I went and got me some fennel, hung it upside down in a paper bag and have collected the pollen which I have to say is amazing. I've made a fennel creme brulee with pistachio icecream and loved it. Used it in two fish sauces that were burre blanc based. 
But it got me thinking, why not other herbs.
So right now I have sage, dill, thyme and linton flowers hanging in various places. I mean this could be a new thing. I wonder though if the fresh stuff is better than the bought stuff. My fennel pollen was sweet wuth a strong fennel flavor, how was the bought stuff?
Is there history, besides saffron, of people using pollen for culinary uses? I'll research it but if anyone knows, let me know.

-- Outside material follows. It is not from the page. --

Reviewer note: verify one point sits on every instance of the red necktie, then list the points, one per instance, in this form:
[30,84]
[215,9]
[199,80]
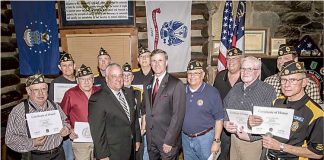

Thanks


----------



## redace1960 (Apr 1, 2005)

ok, heres an off the wall thought........i wonder could you give a severly allergic person an attack of anaphylaxis using pollens? or does cooking somehow neutralize them? enquiring allergic minds want to know!


----------



## 100folds (Apr 9, 2005)

We could always do a test subject. Anyone want to be a guine pig?  No seriously, that's a really good question and I suppose when you write your menu you have to make it clear that you are using pollen. I would think that it still reacts to the person, depending on what it is in the pollen that they are actually allegic to. Molecules are made of different elements, right. Its the compund molecules that they are allergic to. If cooking them breaks them down so that they are no longer those same compound molecules than you are safe but I would say, because of the flavor it gives off, which is quite strong, those same compound molecules are still intact but with just a couple new molecules attached to them. Really good question Red.


----------



## redace1960 (Apr 1, 2005)

thx-saw a person go down behind shellfish one time....really scary!
seems to me i've had a dipping spice made with corn pollen. i remember it being very deep, almost a butter-roasty flavor. no reaction yet!


----------